All of these issues came back to budget, purpose and audience.  Further detail required more man-hours, and the purpose of the project precluded shipping the artifacts off to India (were that to be a practical or legal option at all).  Given the enormous size of the collection increasing the specificity required will have a significant impact on the project’s manpower cost.  Similarly, changes in standards for the data storage (marked-up documents, more exhaustive photography) would have massive impacts on both personnel and storage costs.  The project is also inherently inefficient (on the surface) because it rotates through groups of individuals who have no prior experience with curation.  This results in approximately one to two months of the standard six-month course being spent getting up to speed on the job at hand.  The project could be done more efficiently if a standard cadre of full-time curators were working on it, but the program was intended to help provide job experience and placement in addition to the direct curation responsibilities.  That social service aspect of the project (presumably) pays off in the long run, helping the veteran participants to find more stable long-term employment which will have long-term economic benefits.

With regard to purpose and audience, what is the role of the VCP, and ACoE curation efforts more generally?  As I understand it, by law the ACoE is responsible for keeping its collections preserved and available.  Traditionally they have been housed in archives (or the basements of Universities) and have been hard to access.  The VCP is part of an effort to not only meet the minimum requirements of preserving those collections, but rendering those collections useful to the American public and researcher.  So, how much money is justified for such a purpose?  Is it good enough to just store these assets, need they be digitized, and for whom?

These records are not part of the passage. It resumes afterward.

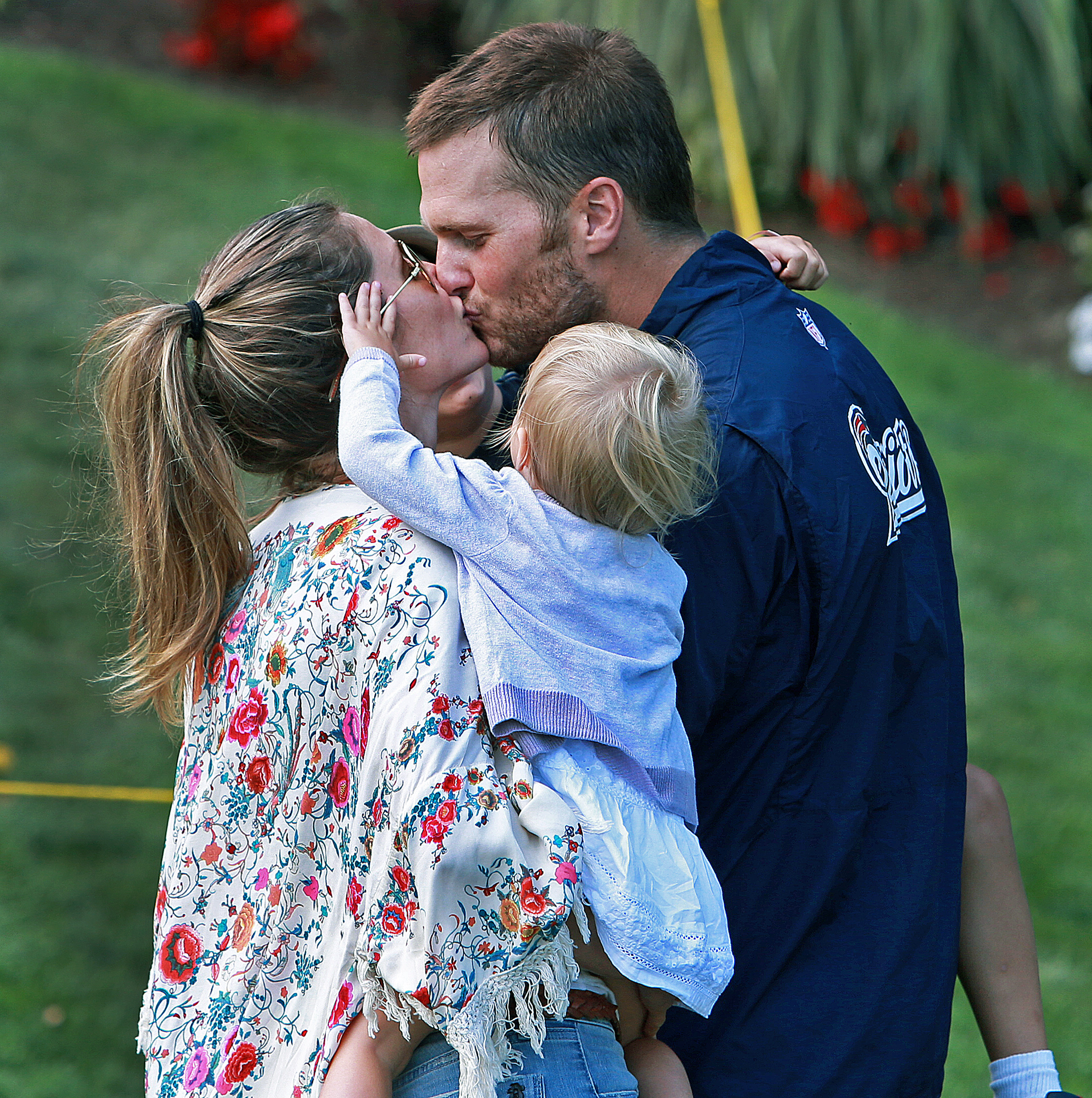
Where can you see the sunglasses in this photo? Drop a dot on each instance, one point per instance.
(417, 266)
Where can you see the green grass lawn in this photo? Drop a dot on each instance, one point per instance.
(107, 177)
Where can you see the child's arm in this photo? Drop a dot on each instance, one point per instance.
(461, 503)
(421, 390)
(365, 1067)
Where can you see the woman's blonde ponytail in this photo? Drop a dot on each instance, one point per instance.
(181, 523)
(188, 395)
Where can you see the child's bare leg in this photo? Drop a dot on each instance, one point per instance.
(659, 1071)
(365, 1067)
(998, 963)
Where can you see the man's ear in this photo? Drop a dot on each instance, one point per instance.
(598, 208)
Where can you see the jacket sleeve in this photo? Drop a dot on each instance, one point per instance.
(460, 502)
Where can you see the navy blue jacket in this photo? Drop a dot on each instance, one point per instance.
(822, 687)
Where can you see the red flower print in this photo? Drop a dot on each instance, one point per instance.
(249, 718)
(510, 915)
(532, 903)
(352, 731)
(353, 604)
(259, 775)
(334, 535)
(276, 664)
(216, 666)
(179, 955)
(243, 1060)
(394, 919)
(340, 783)
(566, 872)
(236, 627)
(342, 1004)
(354, 896)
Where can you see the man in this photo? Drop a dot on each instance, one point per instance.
(821, 681)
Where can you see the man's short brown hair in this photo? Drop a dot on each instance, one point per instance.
(567, 104)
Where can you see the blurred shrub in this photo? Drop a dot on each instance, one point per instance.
(900, 113)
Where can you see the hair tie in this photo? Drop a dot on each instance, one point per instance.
(196, 327)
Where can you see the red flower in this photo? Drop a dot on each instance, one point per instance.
(432, 829)
(354, 602)
(216, 664)
(249, 718)
(196, 52)
(179, 955)
(355, 895)
(276, 662)
(532, 903)
(885, 242)
(1014, 199)
(340, 783)
(271, 30)
(243, 1060)
(993, 240)
(259, 775)
(341, 1004)
(394, 919)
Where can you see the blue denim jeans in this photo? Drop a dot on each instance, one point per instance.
(580, 1060)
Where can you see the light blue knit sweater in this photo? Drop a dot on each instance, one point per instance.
(574, 626)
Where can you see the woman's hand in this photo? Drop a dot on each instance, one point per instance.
(368, 327)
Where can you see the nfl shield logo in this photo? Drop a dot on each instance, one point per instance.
(813, 331)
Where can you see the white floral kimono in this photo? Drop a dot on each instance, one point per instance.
(344, 835)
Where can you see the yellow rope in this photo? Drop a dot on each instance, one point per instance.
(89, 792)
(744, 205)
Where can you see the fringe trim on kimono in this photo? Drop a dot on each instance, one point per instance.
(517, 1002)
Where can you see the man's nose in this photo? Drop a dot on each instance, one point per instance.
(452, 275)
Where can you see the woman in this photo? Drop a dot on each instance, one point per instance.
(342, 840)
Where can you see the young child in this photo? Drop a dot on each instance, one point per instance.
(554, 440)
(572, 609)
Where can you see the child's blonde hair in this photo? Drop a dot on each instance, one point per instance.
(618, 429)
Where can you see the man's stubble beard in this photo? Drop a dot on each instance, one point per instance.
(555, 297)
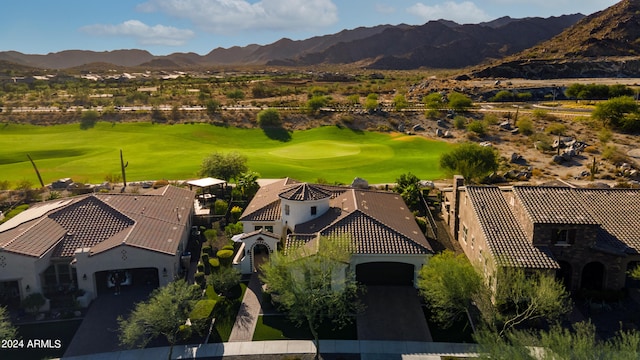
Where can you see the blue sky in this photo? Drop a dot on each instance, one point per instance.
(167, 26)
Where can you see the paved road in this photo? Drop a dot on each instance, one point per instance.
(249, 311)
(392, 313)
(98, 331)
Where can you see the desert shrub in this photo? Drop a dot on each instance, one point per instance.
(541, 114)
(542, 142)
(269, 118)
(502, 96)
(431, 113)
(525, 96)
(205, 262)
(199, 278)
(459, 122)
(591, 149)
(220, 207)
(490, 119)
(477, 127)
(525, 126)
(605, 135)
(211, 235)
(556, 129)
(88, 119)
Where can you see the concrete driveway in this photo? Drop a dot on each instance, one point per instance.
(392, 313)
(99, 329)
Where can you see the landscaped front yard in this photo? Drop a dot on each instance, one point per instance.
(278, 327)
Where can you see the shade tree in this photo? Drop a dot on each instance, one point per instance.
(313, 284)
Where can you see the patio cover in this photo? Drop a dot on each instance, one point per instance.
(206, 182)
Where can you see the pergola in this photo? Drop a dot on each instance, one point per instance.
(206, 183)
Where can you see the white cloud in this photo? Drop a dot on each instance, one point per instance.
(231, 16)
(464, 12)
(143, 33)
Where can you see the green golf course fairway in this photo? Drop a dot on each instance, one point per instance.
(176, 152)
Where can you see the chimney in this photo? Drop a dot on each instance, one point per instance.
(454, 210)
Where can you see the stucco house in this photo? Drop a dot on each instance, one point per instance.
(76, 243)
(387, 244)
(588, 237)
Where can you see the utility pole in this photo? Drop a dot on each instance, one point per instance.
(124, 175)
(36, 169)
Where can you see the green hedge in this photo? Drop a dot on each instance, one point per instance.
(199, 278)
(202, 309)
(225, 256)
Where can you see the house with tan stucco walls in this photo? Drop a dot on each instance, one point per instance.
(589, 238)
(77, 243)
(387, 244)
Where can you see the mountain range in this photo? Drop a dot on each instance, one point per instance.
(436, 44)
(603, 44)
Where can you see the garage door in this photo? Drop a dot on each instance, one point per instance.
(129, 278)
(385, 273)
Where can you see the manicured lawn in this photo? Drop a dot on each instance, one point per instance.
(176, 152)
(59, 330)
(225, 312)
(278, 327)
(459, 332)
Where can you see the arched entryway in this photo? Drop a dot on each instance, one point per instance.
(260, 253)
(593, 275)
(565, 274)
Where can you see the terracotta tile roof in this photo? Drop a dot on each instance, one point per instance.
(88, 222)
(305, 192)
(155, 221)
(260, 231)
(32, 238)
(618, 213)
(265, 205)
(506, 239)
(377, 223)
(160, 217)
(553, 205)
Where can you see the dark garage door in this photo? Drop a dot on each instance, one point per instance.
(139, 276)
(385, 273)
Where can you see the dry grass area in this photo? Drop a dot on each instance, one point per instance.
(610, 149)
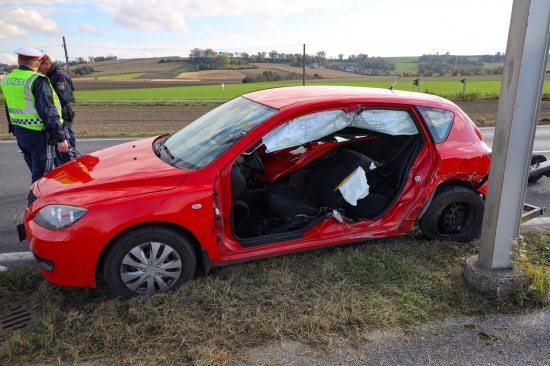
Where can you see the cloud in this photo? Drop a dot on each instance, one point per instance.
(88, 28)
(170, 15)
(32, 21)
(10, 29)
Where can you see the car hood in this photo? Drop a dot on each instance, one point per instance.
(124, 170)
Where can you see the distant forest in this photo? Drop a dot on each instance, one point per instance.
(208, 59)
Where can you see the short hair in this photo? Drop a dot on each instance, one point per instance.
(29, 63)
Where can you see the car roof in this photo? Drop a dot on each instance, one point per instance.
(285, 96)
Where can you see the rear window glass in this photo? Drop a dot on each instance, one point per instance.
(439, 122)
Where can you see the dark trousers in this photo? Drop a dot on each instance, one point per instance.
(71, 140)
(39, 156)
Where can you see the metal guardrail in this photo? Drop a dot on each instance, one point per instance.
(530, 212)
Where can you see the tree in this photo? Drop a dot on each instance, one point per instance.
(221, 61)
(273, 55)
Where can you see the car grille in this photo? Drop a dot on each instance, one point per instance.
(30, 198)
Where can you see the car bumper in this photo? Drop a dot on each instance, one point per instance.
(65, 257)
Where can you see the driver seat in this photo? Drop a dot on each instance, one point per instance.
(320, 188)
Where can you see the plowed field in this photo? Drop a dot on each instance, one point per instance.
(116, 121)
(153, 120)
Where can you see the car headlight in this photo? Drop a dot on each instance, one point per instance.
(57, 217)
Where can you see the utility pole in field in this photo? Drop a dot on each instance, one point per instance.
(66, 57)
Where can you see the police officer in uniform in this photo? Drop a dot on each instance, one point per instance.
(63, 86)
(34, 113)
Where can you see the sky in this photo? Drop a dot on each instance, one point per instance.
(160, 28)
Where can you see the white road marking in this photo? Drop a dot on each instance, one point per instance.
(19, 256)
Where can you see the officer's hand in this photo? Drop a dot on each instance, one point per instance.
(63, 146)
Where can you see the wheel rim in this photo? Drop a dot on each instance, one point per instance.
(453, 218)
(150, 268)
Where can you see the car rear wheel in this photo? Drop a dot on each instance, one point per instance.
(148, 261)
(455, 213)
(535, 162)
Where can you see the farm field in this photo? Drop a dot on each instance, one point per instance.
(188, 89)
(143, 121)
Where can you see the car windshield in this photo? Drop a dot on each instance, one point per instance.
(201, 142)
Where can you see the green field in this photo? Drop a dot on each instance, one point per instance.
(484, 87)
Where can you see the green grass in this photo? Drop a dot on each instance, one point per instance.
(116, 77)
(485, 86)
(409, 63)
(329, 298)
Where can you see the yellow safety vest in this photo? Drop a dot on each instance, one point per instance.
(17, 89)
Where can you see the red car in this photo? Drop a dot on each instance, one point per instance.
(270, 172)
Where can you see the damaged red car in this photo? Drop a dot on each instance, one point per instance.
(267, 173)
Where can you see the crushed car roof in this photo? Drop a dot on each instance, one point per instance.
(285, 96)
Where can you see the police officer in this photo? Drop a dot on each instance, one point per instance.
(63, 86)
(34, 113)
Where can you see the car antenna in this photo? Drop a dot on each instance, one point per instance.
(391, 87)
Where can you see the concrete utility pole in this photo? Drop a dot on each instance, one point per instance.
(518, 108)
(304, 66)
(66, 57)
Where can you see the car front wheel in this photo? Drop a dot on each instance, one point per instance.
(149, 260)
(455, 213)
(536, 160)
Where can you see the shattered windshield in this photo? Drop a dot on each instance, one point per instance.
(201, 142)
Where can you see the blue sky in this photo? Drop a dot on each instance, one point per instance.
(156, 28)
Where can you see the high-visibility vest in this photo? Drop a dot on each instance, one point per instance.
(17, 89)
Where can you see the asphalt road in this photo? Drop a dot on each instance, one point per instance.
(16, 180)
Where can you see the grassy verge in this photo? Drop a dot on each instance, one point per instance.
(326, 298)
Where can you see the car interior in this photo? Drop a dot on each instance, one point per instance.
(354, 172)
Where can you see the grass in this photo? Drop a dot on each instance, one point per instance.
(328, 298)
(486, 87)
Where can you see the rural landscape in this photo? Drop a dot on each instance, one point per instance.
(134, 92)
(328, 300)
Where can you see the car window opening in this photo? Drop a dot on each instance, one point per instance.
(347, 166)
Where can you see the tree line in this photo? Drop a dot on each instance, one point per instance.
(208, 59)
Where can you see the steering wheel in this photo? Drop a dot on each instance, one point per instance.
(256, 162)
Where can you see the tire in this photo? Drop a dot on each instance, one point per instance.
(455, 214)
(148, 261)
(535, 162)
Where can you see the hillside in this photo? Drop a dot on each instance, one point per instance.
(155, 69)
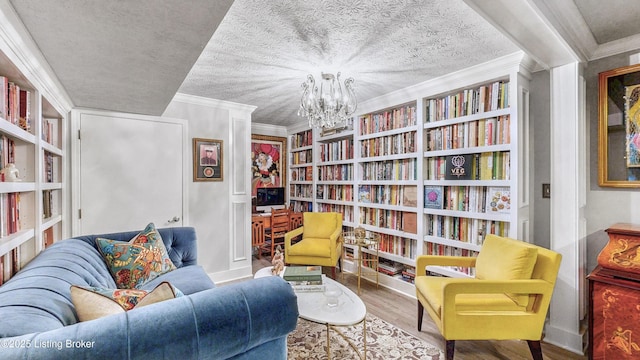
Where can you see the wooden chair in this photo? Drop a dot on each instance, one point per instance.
(508, 299)
(321, 242)
(296, 220)
(280, 225)
(257, 234)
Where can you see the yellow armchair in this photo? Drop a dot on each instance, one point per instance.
(508, 298)
(321, 242)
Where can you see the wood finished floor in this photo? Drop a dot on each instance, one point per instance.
(401, 311)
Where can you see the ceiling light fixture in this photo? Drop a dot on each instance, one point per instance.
(330, 106)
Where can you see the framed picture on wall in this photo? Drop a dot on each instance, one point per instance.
(207, 159)
(268, 162)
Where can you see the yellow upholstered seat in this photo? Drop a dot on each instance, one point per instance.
(508, 299)
(321, 242)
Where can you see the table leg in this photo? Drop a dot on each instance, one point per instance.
(364, 337)
(328, 343)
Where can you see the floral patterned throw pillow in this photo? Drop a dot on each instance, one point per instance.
(93, 303)
(138, 261)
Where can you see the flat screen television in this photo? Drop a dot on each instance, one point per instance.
(267, 198)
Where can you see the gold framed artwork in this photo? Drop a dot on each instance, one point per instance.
(619, 127)
(268, 162)
(207, 159)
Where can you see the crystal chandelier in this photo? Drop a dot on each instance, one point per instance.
(329, 106)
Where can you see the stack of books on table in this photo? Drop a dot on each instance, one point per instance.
(304, 278)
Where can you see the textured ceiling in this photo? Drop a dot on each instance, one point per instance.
(125, 55)
(264, 49)
(612, 19)
(134, 55)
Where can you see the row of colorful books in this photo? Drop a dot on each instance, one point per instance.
(302, 139)
(345, 210)
(301, 190)
(484, 132)
(478, 199)
(338, 172)
(389, 219)
(403, 169)
(489, 97)
(464, 229)
(15, 104)
(304, 278)
(388, 120)
(302, 157)
(301, 206)
(335, 192)
(494, 165)
(337, 150)
(389, 145)
(302, 174)
(401, 195)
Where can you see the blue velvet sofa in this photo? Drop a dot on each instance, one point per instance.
(245, 320)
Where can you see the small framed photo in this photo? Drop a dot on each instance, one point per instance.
(207, 159)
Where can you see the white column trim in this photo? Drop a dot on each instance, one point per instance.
(567, 204)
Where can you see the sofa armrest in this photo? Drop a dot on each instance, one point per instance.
(425, 260)
(214, 324)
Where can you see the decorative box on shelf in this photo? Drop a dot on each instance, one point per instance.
(614, 295)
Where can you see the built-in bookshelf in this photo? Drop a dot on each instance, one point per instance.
(301, 190)
(473, 181)
(334, 184)
(388, 159)
(398, 182)
(32, 159)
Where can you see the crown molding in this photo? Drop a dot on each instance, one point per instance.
(204, 101)
(18, 45)
(630, 43)
(527, 26)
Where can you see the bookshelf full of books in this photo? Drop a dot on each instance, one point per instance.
(432, 168)
(334, 185)
(32, 125)
(474, 176)
(387, 179)
(301, 190)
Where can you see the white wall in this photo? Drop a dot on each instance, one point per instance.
(220, 211)
(605, 206)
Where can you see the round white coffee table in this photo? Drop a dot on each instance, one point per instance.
(312, 306)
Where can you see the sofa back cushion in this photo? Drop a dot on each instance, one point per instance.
(502, 258)
(38, 299)
(138, 261)
(319, 225)
(180, 243)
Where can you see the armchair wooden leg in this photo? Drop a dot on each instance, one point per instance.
(536, 349)
(420, 314)
(451, 345)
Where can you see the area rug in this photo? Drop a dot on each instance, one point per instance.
(384, 342)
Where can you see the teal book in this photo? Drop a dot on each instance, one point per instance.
(303, 273)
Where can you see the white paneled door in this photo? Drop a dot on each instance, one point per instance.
(131, 172)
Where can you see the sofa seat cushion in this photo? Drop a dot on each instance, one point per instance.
(137, 261)
(319, 225)
(311, 247)
(189, 280)
(432, 288)
(506, 259)
(93, 303)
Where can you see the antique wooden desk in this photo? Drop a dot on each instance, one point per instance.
(262, 222)
(614, 297)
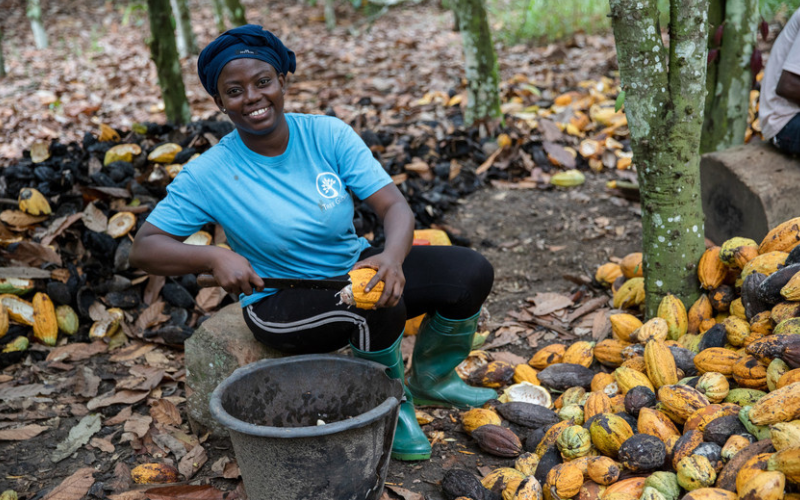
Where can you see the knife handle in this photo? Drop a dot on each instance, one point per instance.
(206, 281)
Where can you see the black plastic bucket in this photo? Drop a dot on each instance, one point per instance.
(272, 407)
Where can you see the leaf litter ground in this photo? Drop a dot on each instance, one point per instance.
(544, 242)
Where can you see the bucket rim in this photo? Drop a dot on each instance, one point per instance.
(234, 424)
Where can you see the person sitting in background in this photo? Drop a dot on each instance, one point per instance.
(779, 103)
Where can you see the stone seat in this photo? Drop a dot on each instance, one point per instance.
(219, 346)
(748, 190)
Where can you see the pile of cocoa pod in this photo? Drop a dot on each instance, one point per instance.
(697, 404)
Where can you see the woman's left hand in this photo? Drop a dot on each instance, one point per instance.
(390, 271)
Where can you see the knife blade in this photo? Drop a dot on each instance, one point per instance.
(208, 280)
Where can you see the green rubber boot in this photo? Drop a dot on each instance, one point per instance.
(441, 345)
(410, 443)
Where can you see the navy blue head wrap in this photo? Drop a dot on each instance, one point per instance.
(250, 41)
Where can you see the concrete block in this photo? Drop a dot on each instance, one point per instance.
(219, 346)
(748, 190)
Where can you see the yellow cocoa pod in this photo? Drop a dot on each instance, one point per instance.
(737, 309)
(765, 486)
(766, 263)
(785, 435)
(32, 202)
(654, 328)
(714, 386)
(607, 274)
(737, 330)
(660, 363)
(566, 479)
(656, 424)
(45, 324)
(527, 463)
(476, 417)
(695, 472)
(154, 474)
(547, 356)
(790, 377)
(579, 353)
(609, 352)
(525, 373)
(787, 462)
(749, 373)
(736, 252)
(680, 401)
(628, 378)
(630, 294)
(674, 312)
(781, 405)
(623, 325)
(791, 290)
(598, 402)
(700, 311)
(716, 359)
(784, 237)
(711, 271)
(355, 294)
(631, 265)
(608, 432)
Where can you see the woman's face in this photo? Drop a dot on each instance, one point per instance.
(251, 93)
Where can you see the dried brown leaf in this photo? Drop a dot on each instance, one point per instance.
(74, 487)
(22, 433)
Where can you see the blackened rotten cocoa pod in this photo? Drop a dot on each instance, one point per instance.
(460, 483)
(527, 414)
(642, 452)
(497, 440)
(639, 397)
(752, 304)
(562, 376)
(769, 291)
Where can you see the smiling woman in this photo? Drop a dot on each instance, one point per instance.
(281, 186)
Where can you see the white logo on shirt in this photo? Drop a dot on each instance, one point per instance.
(328, 185)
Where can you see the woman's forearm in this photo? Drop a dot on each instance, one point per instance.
(161, 255)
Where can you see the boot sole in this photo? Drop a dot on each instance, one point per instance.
(410, 457)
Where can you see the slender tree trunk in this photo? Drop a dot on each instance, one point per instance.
(664, 106)
(2, 59)
(219, 15)
(236, 12)
(729, 94)
(35, 16)
(330, 14)
(168, 66)
(480, 62)
(183, 22)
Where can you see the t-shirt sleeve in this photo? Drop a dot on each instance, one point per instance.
(180, 212)
(792, 63)
(358, 169)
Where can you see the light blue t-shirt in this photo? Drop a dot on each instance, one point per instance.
(291, 215)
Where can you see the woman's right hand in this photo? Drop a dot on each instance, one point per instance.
(234, 273)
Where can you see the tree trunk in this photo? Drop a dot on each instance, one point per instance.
(168, 66)
(330, 14)
(731, 79)
(236, 12)
(183, 22)
(664, 106)
(219, 15)
(480, 62)
(2, 59)
(34, 13)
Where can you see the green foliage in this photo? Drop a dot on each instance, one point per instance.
(521, 21)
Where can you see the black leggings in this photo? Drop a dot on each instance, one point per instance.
(453, 281)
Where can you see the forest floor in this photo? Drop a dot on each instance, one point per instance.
(540, 239)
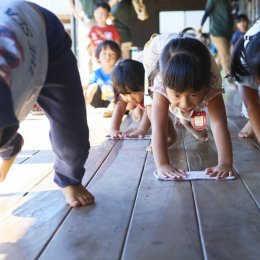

The intended audience is a major issue; if these collections were to be maximally useful for researchers then the necessary additional data would be very large.  As it is, some use will be able to be had from the digitized collections (certainly a great deal more than before), but trips to the archive might still be necessary.  If, however, the audience is intended more for the general public or the school system (a much easier sell in a time of constrained budgets!) then the data provided will be sufficient.  The one great caveat is that the records cannot be easily amended later.  Once begun, major changes to things like description standards would essentially require redoing all aspects of the project that have to be amended.

This post has already been longer than I intended, but it has ignored major aspects of the program, including website hosting, the social benefits of the program, the collaboration it has required and sparked, and more.  I hope that this post has accomplished its goal of putting some concrete examples to some of the issues with major historical (or, in this case, archaeological) digitization projects.